Aunque, para ser más exactos, la eugenesia también está implícita en otro mecanismo que forma parte de la evolución y del cual la mayoría de las veces no somos muy conscientes: la selección sexual. Al reproducirse, una persona trata de elegir una pareja que posea las mejores características genéticas, despreciando otras que considera de peor calidad. Por tanto, al elegir una pareja y no otra estamos seleccionando, de hecho, tal como en la eugenesia, los genes que queremos pasar a la siguiente generación. Y a pesar de que, como se ha dicho, esto no altere significativamente la composición genética de la nueva generación, lo cierto es que la selección sexual es un proceso que funciona a escala evolutiva y, como tal, podrá generar cambios significativos al cabo de un sinfín de generaciones.

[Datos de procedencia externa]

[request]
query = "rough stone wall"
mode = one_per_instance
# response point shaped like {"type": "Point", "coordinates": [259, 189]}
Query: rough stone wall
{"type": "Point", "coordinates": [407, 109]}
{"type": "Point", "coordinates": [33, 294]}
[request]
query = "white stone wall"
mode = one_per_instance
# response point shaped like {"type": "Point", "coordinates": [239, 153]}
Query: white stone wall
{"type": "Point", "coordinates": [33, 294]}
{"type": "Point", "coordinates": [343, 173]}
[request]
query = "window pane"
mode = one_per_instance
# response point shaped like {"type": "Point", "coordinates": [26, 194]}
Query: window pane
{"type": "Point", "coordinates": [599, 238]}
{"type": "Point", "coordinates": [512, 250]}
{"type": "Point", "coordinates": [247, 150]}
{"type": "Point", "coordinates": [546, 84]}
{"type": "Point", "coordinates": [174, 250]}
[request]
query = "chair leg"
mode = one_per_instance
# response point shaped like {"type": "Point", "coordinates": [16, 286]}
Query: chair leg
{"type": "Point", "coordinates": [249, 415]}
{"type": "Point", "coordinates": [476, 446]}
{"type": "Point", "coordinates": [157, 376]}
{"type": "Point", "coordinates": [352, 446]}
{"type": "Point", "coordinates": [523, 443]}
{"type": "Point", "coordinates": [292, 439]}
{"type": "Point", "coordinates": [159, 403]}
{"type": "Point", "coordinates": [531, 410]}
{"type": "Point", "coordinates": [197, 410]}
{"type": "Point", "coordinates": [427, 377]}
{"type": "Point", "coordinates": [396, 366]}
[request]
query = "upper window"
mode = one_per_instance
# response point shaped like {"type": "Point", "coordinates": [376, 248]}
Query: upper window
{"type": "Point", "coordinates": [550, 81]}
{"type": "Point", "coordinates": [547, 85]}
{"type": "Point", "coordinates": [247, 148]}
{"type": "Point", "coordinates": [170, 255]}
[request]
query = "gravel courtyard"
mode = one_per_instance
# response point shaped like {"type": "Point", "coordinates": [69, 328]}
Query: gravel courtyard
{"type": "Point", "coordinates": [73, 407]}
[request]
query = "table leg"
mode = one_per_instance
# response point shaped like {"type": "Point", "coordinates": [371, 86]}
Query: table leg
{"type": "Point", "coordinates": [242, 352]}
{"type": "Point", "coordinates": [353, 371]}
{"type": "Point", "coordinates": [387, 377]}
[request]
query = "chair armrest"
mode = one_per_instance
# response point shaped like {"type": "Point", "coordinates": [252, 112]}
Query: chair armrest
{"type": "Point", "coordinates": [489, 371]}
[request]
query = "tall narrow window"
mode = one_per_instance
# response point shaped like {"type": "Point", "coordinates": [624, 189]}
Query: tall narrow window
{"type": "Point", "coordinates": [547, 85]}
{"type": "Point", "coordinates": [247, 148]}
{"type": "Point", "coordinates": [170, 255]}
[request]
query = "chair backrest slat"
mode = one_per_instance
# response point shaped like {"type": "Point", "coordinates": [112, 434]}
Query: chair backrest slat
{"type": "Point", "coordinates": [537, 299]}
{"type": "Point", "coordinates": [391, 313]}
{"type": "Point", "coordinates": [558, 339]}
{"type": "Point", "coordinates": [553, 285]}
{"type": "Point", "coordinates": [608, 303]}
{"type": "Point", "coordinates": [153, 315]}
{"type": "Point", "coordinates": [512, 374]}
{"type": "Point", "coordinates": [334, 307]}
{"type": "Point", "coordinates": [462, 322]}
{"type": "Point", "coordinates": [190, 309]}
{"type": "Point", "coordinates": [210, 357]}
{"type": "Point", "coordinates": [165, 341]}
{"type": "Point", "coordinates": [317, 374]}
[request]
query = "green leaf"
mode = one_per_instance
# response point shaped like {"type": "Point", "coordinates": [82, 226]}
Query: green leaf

En resumen, aunque podamos mejorar muchos de los males crónicos de nuestra sociedad cambiando los factores extrínsecos que modelan el comportamiento de las personas, lo cierto es que, por culpa de los genes y de su obstinada persistencia, tendremos que seguir soportando la presencia de todo tipo de personas indeseables en nuestra vida. Y ellas tendrán también que soportarnos a nosotros, aunque, claro, ellas lo tienen mucho más fácil, pues nosotros somos casi perfectos.